Port 25 – This port just like in previous versions of Exchange is used for SMTP. Used by both External SMTP into the Front End Transport Service (FET), SMTP with Exchange 2007\2010 hub servers, between MBX servers, and also from the FET to the Transport Service. There is a receive connector named Default Frontend <servername> that listens on this port.
Port 587 – This port just like previous versions of Exchange is used for Client Connections (POP\IMAP). The CAS Server has a receive connection listening on this port name Client Frontend <servername>.
Port 717 – Used for outbound proxy connections from the Transport service to the FET Service. When you create a Send connection you have the option to send mail destined for the Internet directly from the Transport Service to the Internet\Smart Host or relay that mail through the Front End Transport Service. There is a receive connector named Outbound Proxy Frontend <servername> that listens on this port.
Port 465 – Used to accept proxies connections that were received on port 587 by the FET service for client connections. There is a receive connector named Client Proxy <servername> that listens on this port.

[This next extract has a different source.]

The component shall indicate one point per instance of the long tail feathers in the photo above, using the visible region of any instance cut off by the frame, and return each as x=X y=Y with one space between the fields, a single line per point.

Port 475 – The Mailbox Transport Delivery Service listens on this ports for connections either from the transport service SMTP Send connector or SMTP from the Transport Service on other Mailbox Servers that need to send mail to users on this server.
Port 2525 – if the CAS and MBX servers are collocated on the same server the SMTP Receive connection for the Transport service will listen on 2525 instead of 25. This is because two services (FET and Transport Service) can’t listen on the same port.